Schulungen

„PTA können mehrere Berufe ausüben“ Carolin Bauer, 11.01.2016 09:08 Uhr

Berlin - 

Die Arbeit in der Apotheke ist für Angestellte unter Karriereaspekten eine Sackgasse. Anja Reichelt ist seit 29 Jahren PTA. Zusätzlich zu ihrer Tätigkeit in der Offizin arbeitet sie in ganz anderer Funktion in Apotheken: Als freie Trainerin schult sie Approbierte und Kolleginnen im Auftrag der Industrie.

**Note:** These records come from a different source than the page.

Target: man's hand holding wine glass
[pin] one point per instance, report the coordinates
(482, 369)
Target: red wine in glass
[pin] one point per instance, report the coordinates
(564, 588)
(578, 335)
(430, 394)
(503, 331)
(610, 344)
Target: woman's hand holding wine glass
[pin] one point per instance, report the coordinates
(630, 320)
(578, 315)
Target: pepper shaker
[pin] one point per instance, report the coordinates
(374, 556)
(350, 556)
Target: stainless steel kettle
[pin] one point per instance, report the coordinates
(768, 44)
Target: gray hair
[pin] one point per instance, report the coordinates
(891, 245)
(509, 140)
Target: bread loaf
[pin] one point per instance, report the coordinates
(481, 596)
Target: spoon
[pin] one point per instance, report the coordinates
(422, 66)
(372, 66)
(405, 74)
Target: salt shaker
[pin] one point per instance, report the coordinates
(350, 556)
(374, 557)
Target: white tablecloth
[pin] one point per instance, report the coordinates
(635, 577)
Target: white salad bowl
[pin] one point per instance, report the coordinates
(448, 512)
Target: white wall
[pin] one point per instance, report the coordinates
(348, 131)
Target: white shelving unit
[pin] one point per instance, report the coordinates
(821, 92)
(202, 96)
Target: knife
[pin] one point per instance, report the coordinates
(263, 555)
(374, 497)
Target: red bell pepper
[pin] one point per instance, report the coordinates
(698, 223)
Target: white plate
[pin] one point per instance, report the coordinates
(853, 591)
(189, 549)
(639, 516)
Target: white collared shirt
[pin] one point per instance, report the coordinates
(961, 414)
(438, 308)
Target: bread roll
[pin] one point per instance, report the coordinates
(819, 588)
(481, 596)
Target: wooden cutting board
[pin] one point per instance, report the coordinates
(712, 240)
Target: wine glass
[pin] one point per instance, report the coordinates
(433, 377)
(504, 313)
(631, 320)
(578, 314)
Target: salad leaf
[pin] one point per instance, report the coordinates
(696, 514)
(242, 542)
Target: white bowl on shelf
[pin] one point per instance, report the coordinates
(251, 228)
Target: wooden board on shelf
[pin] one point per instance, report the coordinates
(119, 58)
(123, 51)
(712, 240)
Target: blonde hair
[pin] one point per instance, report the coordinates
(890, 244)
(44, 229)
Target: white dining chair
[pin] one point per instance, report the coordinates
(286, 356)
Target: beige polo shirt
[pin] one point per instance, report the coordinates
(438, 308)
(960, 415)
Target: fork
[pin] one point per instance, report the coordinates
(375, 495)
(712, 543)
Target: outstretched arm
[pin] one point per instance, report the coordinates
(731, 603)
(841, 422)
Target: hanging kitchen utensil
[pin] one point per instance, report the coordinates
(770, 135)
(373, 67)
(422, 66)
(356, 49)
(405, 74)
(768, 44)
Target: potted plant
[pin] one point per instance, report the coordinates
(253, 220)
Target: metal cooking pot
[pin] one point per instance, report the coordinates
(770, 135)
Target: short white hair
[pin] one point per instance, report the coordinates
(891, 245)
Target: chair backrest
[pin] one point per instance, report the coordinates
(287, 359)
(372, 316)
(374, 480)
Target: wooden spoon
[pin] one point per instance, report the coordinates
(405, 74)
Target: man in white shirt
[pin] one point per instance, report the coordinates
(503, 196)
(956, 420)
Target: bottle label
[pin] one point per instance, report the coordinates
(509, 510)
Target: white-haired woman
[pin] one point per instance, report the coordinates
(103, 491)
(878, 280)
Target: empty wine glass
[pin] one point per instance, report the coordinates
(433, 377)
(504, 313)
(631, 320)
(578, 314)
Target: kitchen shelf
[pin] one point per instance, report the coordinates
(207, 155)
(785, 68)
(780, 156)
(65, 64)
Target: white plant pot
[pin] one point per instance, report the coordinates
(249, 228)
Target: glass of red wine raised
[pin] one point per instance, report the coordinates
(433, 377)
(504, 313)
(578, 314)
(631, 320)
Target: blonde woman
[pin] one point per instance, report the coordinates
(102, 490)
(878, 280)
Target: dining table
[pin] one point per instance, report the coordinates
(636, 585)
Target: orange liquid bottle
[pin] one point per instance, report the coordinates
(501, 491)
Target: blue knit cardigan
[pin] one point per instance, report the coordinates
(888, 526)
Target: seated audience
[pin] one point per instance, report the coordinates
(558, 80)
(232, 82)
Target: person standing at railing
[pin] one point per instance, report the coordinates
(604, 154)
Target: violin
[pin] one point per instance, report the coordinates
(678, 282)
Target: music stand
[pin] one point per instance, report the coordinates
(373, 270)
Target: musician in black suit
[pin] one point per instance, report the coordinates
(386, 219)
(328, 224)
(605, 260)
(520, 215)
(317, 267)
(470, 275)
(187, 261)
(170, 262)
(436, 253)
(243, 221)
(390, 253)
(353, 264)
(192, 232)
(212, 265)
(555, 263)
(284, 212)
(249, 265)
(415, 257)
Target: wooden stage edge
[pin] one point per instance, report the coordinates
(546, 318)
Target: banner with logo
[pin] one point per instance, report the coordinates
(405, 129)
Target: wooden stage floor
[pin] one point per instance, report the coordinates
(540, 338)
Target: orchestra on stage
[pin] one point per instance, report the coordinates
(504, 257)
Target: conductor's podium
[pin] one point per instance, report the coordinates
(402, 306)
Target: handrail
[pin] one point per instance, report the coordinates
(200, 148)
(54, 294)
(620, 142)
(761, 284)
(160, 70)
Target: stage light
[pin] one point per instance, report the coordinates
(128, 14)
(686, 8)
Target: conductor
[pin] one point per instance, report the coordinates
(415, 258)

Für Reichelt gab es nach der Schule nur einen Berufswunsch: PTA. „Apotheke fand ich schon immer toll“, sagt sie. Rezeptur und der Umgang mit Kunden seien spannende Tätigkeitsfelder. Ihre Mutter ist ebenfalls PTA, weshalb sie als Kind viel Zeit in der Offizin verbrachte. Außerdem sei der Alltag sehr abwechslungsreich.

Nach ihrer Ausbildung in Stuttgart wechselte Reichelt an die Uni. Anders als viele Schulfreunde entschloss sie sich statt für Pharmazie für Ernährungswissenschaften. Während des Studiums habe sie weiter als PTA gearbeitet. „Dadurch konnte ich die Ausbildung finanzieren“, sagt die 47-Jährige. Danach fing sie wieder in einer öffentlichen Apotheke an. „Wenn man eine eigene Praxis eröffnen will, braucht man einen reichen Mann“, scherzt sie. In der Offizin seien Kunden nicht bereit, für eine intensivere Beratung zu bezahlen.

Per Zufall hörte sie vor mehr als zehn Jahren, dass Beiersdorf für Eucerin Promoter suchte. Reichelt bewarb sich bei der niedersächsischen Agentur Apomaxx. Im Anschluss war sie drei Jahre für verschiedene Hersteller in der Endverbraucher-Ansprache tätig. In den 1990er Jahren waren Trainings in Apotheken noch eine Nische.

Nach drei Jahren als Promoterin wurde Reichelt gefragt, ob sie Apothekenmitarbeitern den Einsatz von Vitamin E erklären will. Die PTA willigte ein und begann ihre Trainerkarriere. Später lernte sie Julie Strobach kennen, die ebenfalls gelernte PTA ist. Als Strobach sich 2007 mit Extravert selbstständig machte, wechselte Reichelt zur Berliner Agentur.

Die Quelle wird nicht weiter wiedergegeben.